Anyway, I'm getting bored with this rant. Needless to say, this apathetic bartender did nothing to create an atmosphere conducive to anything that I was looking for, and left me feeling penalized for daring to venture into the "realm of social alcohol without the aid and protection of my girlfriend." Honestly?! The beauty of wine is also a huge detriment: it is wildly different to everyone that experiences it. To effectively drink wine socially, it appears, one must now "interview" wine bars in order to judge the best fit and feel. My take: Horse Shit.
Monday, February 11, 2008
Finally! After a solid month of dragging my well-dressed, unemployed ass around in the rain, I have two jobs. I am the new M(anager) I(n) T(raining) for the Peet's coffee on Polk Street, just a few blocks from my house; a HUGE change versus the 90 minute, one-way drive to Napa. I also am getting my first taste of high-end, first class dining. . .I just happen to be serving it up instead of eating it, but I don't mind. Dash and I are exploring new living arrangements (no, she isn't leaving me, we're just looking for a roommate and a bigger place). I finally have an opportunity to think about my life a few weeks in advance. . .and I am liking it.
Peet's Coffee was started in 1966 by the man that taught Starbucks to roast their coffee. There are only 170 stores and their commitment to their coffee is incredible. They are offering me everything that I loved about Starbucks, without any of the crap that I had to deal with. Plus, the coffee is incredible.

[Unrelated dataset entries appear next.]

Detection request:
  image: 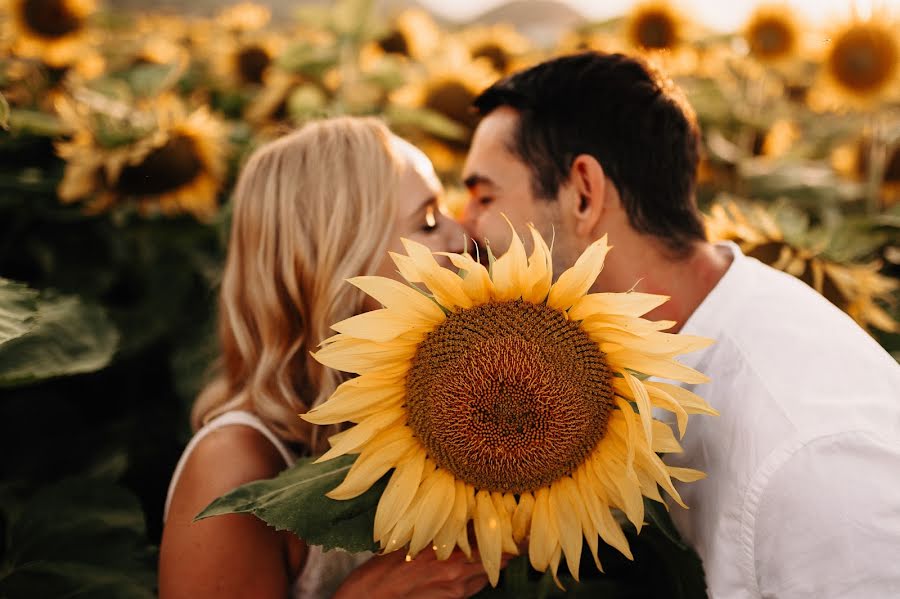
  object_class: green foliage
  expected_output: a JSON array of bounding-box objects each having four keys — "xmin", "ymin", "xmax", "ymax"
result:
[
  {"xmin": 0, "ymin": 279, "xmax": 119, "ymax": 387},
  {"xmin": 198, "ymin": 455, "xmax": 389, "ymax": 553},
  {"xmin": 0, "ymin": 477, "xmax": 157, "ymax": 599}
]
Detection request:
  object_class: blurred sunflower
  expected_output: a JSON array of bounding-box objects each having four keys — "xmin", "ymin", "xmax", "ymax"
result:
[
  {"xmin": 814, "ymin": 14, "xmax": 899, "ymax": 109},
  {"xmin": 624, "ymin": 2, "xmax": 684, "ymax": 52},
  {"xmin": 706, "ymin": 200, "xmax": 897, "ymax": 332},
  {"xmin": 304, "ymin": 225, "xmax": 717, "ymax": 586},
  {"xmin": 743, "ymin": 5, "xmax": 801, "ymax": 64},
  {"xmin": 374, "ymin": 8, "xmax": 441, "ymax": 61},
  {"xmin": 215, "ymin": 2, "xmax": 270, "ymax": 34},
  {"xmin": 458, "ymin": 24, "xmax": 532, "ymax": 76},
  {"xmin": 55, "ymin": 93, "xmax": 228, "ymax": 220},
  {"xmin": 212, "ymin": 33, "xmax": 284, "ymax": 89},
  {"xmin": 390, "ymin": 52, "xmax": 496, "ymax": 173},
  {"xmin": 7, "ymin": 0, "xmax": 96, "ymax": 68}
]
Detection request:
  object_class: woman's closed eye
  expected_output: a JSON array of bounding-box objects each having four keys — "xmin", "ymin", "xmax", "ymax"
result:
[{"xmin": 421, "ymin": 204, "xmax": 439, "ymax": 233}]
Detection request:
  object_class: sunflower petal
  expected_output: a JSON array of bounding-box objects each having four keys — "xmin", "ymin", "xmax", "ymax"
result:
[
  {"xmin": 474, "ymin": 490, "xmax": 503, "ymax": 587},
  {"xmin": 569, "ymin": 292, "xmax": 669, "ymax": 321},
  {"xmin": 668, "ymin": 466, "xmax": 707, "ymax": 483},
  {"xmin": 409, "ymin": 469, "xmax": 456, "ymax": 556},
  {"xmin": 303, "ymin": 382, "xmax": 404, "ymax": 425},
  {"xmin": 523, "ymin": 224, "xmax": 553, "ymax": 303},
  {"xmin": 550, "ymin": 479, "xmax": 582, "ymax": 582},
  {"xmin": 548, "ymin": 234, "xmax": 611, "ymax": 311},
  {"xmin": 347, "ymin": 275, "xmax": 444, "ymax": 321},
  {"xmin": 401, "ymin": 239, "xmax": 473, "ymax": 310},
  {"xmin": 331, "ymin": 308, "xmax": 431, "ymax": 342},
  {"xmin": 435, "ymin": 251, "xmax": 494, "ymax": 304},
  {"xmin": 608, "ymin": 349, "xmax": 710, "ymax": 384},
  {"xmin": 528, "ymin": 487, "xmax": 556, "ymax": 572},
  {"xmin": 511, "ymin": 492, "xmax": 534, "ymax": 544},
  {"xmin": 434, "ymin": 479, "xmax": 470, "ymax": 560},
  {"xmin": 623, "ymin": 372, "xmax": 654, "ymax": 445},
  {"xmin": 493, "ymin": 492, "xmax": 519, "ymax": 555},
  {"xmin": 374, "ymin": 450, "xmax": 426, "ymax": 542},
  {"xmin": 326, "ymin": 427, "xmax": 416, "ymax": 500},
  {"xmin": 549, "ymin": 544, "xmax": 564, "ymax": 590},
  {"xmin": 644, "ymin": 381, "xmax": 719, "ymax": 416},
  {"xmin": 315, "ymin": 407, "xmax": 405, "ymax": 463},
  {"xmin": 492, "ymin": 220, "xmax": 529, "ymax": 301}
]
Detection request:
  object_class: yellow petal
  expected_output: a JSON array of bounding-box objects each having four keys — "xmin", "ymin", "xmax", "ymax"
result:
[
  {"xmin": 634, "ymin": 446, "xmax": 687, "ymax": 508},
  {"xmin": 382, "ymin": 461, "xmax": 436, "ymax": 553},
  {"xmin": 401, "ymin": 239, "xmax": 473, "ymax": 310},
  {"xmin": 435, "ymin": 251, "xmax": 494, "ymax": 304},
  {"xmin": 668, "ymin": 466, "xmax": 707, "ymax": 483},
  {"xmin": 523, "ymin": 224, "xmax": 553, "ymax": 303},
  {"xmin": 651, "ymin": 420, "xmax": 683, "ymax": 454},
  {"xmin": 474, "ymin": 490, "xmax": 502, "ymax": 587},
  {"xmin": 593, "ymin": 484, "xmax": 634, "ymax": 560},
  {"xmin": 582, "ymin": 313, "xmax": 676, "ymax": 335},
  {"xmin": 315, "ymin": 407, "xmax": 405, "ymax": 463},
  {"xmin": 569, "ymin": 292, "xmax": 669, "ymax": 321},
  {"xmin": 313, "ymin": 337, "xmax": 416, "ymax": 375},
  {"xmin": 326, "ymin": 427, "xmax": 417, "ymax": 500},
  {"xmin": 528, "ymin": 487, "xmax": 556, "ymax": 572},
  {"xmin": 608, "ymin": 350, "xmax": 710, "ymax": 385},
  {"xmin": 433, "ymin": 479, "xmax": 470, "ymax": 560},
  {"xmin": 492, "ymin": 220, "xmax": 529, "ymax": 301},
  {"xmin": 641, "ymin": 383, "xmax": 689, "ymax": 438},
  {"xmin": 347, "ymin": 276, "xmax": 444, "ymax": 322},
  {"xmin": 390, "ymin": 252, "xmax": 424, "ymax": 283},
  {"xmin": 644, "ymin": 381, "xmax": 718, "ymax": 416},
  {"xmin": 548, "ymin": 234, "xmax": 611, "ymax": 311},
  {"xmin": 623, "ymin": 372, "xmax": 654, "ymax": 445},
  {"xmin": 511, "ymin": 492, "xmax": 534, "ymax": 544},
  {"xmin": 374, "ymin": 450, "xmax": 426, "ymax": 542},
  {"xmin": 549, "ymin": 544, "xmax": 564, "ymax": 590},
  {"xmin": 331, "ymin": 308, "xmax": 431, "ymax": 343},
  {"xmin": 550, "ymin": 479, "xmax": 582, "ymax": 581},
  {"xmin": 303, "ymin": 382, "xmax": 404, "ymax": 425},
  {"xmin": 571, "ymin": 466, "xmax": 603, "ymax": 571},
  {"xmin": 492, "ymin": 492, "xmax": 519, "ymax": 556},
  {"xmin": 409, "ymin": 469, "xmax": 456, "ymax": 556}
]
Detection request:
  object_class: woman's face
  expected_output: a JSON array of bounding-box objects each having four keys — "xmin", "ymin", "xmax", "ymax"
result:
[{"xmin": 371, "ymin": 142, "xmax": 466, "ymax": 287}]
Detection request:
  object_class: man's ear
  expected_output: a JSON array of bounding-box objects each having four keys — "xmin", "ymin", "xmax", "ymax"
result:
[{"xmin": 567, "ymin": 154, "xmax": 607, "ymax": 238}]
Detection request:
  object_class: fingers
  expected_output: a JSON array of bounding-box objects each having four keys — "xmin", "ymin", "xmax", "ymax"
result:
[{"xmin": 462, "ymin": 573, "xmax": 491, "ymax": 597}]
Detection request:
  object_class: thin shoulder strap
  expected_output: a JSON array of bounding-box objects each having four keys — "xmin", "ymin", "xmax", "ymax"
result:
[{"xmin": 164, "ymin": 410, "xmax": 293, "ymax": 521}]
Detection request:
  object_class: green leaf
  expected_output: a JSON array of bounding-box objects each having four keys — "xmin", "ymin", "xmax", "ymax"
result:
[
  {"xmin": 0, "ymin": 278, "xmax": 39, "ymax": 346},
  {"xmin": 197, "ymin": 455, "xmax": 389, "ymax": 553},
  {"xmin": 643, "ymin": 498, "xmax": 688, "ymax": 551},
  {"xmin": 0, "ymin": 290, "xmax": 119, "ymax": 387},
  {"xmin": 0, "ymin": 477, "xmax": 156, "ymax": 599}
]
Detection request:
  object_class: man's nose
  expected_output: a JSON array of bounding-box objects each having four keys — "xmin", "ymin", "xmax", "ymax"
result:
[{"xmin": 459, "ymin": 199, "xmax": 480, "ymax": 241}]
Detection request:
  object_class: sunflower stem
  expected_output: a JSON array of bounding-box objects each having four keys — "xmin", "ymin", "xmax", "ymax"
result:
[{"xmin": 864, "ymin": 114, "xmax": 887, "ymax": 216}]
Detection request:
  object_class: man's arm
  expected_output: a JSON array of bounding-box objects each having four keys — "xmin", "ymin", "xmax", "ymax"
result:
[{"xmin": 750, "ymin": 430, "xmax": 900, "ymax": 598}]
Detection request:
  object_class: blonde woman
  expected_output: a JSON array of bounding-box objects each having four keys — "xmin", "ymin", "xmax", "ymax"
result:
[{"xmin": 160, "ymin": 117, "xmax": 492, "ymax": 598}]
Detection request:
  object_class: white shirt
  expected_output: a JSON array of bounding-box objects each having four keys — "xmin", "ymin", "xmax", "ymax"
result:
[{"xmin": 664, "ymin": 242, "xmax": 900, "ymax": 599}]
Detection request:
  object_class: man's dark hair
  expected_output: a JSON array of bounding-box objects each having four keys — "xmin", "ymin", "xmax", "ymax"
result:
[{"xmin": 474, "ymin": 52, "xmax": 706, "ymax": 255}]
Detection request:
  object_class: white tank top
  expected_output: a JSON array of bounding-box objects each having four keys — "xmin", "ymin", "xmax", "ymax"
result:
[{"xmin": 164, "ymin": 410, "xmax": 372, "ymax": 599}]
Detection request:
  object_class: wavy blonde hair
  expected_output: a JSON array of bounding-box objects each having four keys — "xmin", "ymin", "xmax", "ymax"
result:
[{"xmin": 192, "ymin": 117, "xmax": 403, "ymax": 454}]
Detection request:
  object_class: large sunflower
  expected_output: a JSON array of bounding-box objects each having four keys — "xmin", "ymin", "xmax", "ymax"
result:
[
  {"xmin": 55, "ymin": 93, "xmax": 227, "ymax": 220},
  {"xmin": 303, "ymin": 226, "xmax": 717, "ymax": 585},
  {"xmin": 7, "ymin": 0, "xmax": 96, "ymax": 68}
]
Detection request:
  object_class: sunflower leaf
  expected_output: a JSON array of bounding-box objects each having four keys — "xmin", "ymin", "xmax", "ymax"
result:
[
  {"xmin": 0, "ymin": 278, "xmax": 39, "ymax": 347},
  {"xmin": 0, "ymin": 285, "xmax": 119, "ymax": 387},
  {"xmin": 196, "ymin": 455, "xmax": 389, "ymax": 553}
]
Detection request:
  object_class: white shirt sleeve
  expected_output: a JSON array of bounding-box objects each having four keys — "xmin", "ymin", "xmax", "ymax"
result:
[{"xmin": 750, "ymin": 431, "xmax": 900, "ymax": 599}]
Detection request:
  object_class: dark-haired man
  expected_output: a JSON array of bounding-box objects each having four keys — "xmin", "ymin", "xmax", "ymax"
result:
[{"xmin": 461, "ymin": 52, "xmax": 900, "ymax": 598}]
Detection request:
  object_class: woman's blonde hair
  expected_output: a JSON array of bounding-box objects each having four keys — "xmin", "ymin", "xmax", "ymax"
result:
[{"xmin": 192, "ymin": 116, "xmax": 403, "ymax": 454}]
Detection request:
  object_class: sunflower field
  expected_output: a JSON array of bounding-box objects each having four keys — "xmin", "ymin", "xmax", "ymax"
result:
[{"xmin": 0, "ymin": 0, "xmax": 898, "ymax": 597}]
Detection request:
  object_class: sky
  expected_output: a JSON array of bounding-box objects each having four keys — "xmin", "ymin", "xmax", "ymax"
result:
[{"xmin": 417, "ymin": 0, "xmax": 900, "ymax": 31}]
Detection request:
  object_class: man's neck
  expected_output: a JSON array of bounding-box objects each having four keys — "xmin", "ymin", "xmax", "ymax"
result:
[{"xmin": 597, "ymin": 236, "xmax": 733, "ymax": 333}]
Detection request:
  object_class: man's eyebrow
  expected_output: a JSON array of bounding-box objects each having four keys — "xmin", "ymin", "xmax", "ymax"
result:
[{"xmin": 463, "ymin": 173, "xmax": 497, "ymax": 190}]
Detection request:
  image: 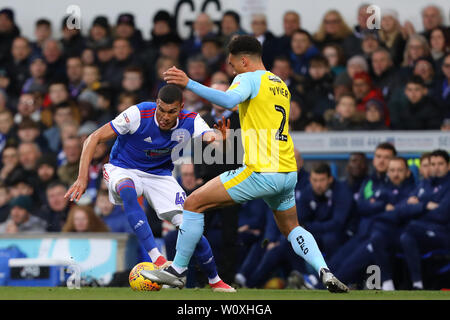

The Big 4 Restaurant is inside the Huntington Hotel, the last privately-held hotel in San Francisco. The experience is other-worldly, a low-key mix of celebrities, ancient CEOs, and women's social groups in their mid-70s. This is the eatery of the SF old money elite, and its rather refreshing to see (as compared to all of the "new money" in other parts of SF and ATL). These are people that expect perfection, and deservedly. . .the continental breakfast is $15.
All in all, I think that I have a lot of learning ahead of me in the next 6 months as I prepare to go back to school. It's all for the best, and I am delighted that my outlook and attitude have finally improved. It's amazing how much a bad job can destroy your ability to enjoy life. I am glad that I am through it and look forward to the future. Cheers!